Legislative Update in Pennsylvania

June 2013Articles In the Zone

House Bill No. 1322 proposes to add provisions to the Pennsylvania Municipalities Planning Code (MPC) that would allow a municipality to charge “review fees for the municipality’s evaluation of conditional use applications” consistent with existing MPC provisions.

The proposed legislation, which its prime sponsor noted reintroduces House Bill No. 1639 of 2011-12, provides that review fees “may include reasonable and necessary charges by the municipality’s professional consultants for review and report on a conditional use application to the municipality.” (The term “professional consultants” is defined in the MPC as “persons who provide expert or professional advice, including, but not limited to, architects, attorneys, certified public accountants, engineers, geologists, land surveyors, landscape architects or planners.”)

House Bill No. 1322 provides that the review fees, among other requirements, (1) may not duplicate review fees charged under subdivision and land development ordinances, (2) must be based upon a schedule established by the municipality in accordance with ordinary and customary charges for similar service in the community and (3) in no event shall exceed the rate or cost charged by the professional consultants for comparable services to the municipality not reimbursed or otherwise imposed on applicants.

The proposed legislation also provides an applicant with the right to dispute the amount of review fees subject to time limitations set forth therein.

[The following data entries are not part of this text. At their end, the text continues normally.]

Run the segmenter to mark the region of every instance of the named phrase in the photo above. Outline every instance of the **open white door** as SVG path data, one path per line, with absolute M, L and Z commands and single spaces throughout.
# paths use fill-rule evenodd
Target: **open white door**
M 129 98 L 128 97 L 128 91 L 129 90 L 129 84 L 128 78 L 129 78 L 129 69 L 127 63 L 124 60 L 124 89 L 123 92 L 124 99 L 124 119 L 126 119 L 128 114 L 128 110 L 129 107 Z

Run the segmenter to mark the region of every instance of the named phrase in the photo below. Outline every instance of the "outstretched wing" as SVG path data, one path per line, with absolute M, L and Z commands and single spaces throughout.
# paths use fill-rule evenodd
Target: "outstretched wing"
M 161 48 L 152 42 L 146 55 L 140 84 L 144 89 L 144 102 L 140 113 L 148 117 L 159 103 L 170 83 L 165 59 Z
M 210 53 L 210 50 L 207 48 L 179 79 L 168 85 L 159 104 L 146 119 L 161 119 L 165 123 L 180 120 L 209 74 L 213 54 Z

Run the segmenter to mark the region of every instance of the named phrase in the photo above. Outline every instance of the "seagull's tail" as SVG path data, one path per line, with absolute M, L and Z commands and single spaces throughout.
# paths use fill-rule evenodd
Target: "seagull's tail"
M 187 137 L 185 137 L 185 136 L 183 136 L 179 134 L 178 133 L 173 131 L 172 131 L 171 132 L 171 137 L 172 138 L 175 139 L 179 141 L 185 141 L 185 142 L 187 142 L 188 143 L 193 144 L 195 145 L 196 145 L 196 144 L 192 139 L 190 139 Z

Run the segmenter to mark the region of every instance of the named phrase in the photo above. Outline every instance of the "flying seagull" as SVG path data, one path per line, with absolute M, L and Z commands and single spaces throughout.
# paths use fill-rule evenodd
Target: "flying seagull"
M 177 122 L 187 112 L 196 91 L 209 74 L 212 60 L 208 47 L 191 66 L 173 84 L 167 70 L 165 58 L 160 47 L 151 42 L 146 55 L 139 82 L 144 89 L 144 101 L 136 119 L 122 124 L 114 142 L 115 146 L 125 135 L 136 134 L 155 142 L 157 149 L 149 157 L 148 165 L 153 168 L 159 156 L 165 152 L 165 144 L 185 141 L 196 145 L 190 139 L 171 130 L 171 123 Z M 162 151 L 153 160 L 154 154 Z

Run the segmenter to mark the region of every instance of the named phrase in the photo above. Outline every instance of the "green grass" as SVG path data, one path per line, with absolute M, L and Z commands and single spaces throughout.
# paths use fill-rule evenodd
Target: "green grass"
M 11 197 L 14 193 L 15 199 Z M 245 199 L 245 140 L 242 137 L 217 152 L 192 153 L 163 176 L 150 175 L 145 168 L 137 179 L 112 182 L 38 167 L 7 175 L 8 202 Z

Representative Steven Santarsiero, who represents the 31st Pennsylvania House of Representatives District in Bucks County, is the prime sponsor of House Bill No. 1322. He noted in a memorandum to all House members regarding the proposed legislation that in one instance a “Pennsylvania municipality was billed $108,000 in review fees for a conditional use development.”

As for the status of House Bill No. 1322, it has not yet been passed. House Bill No. 1322 was introduced May 6, 2013, and, on that same day, it was referred to the Committee on Local Government, where it remains.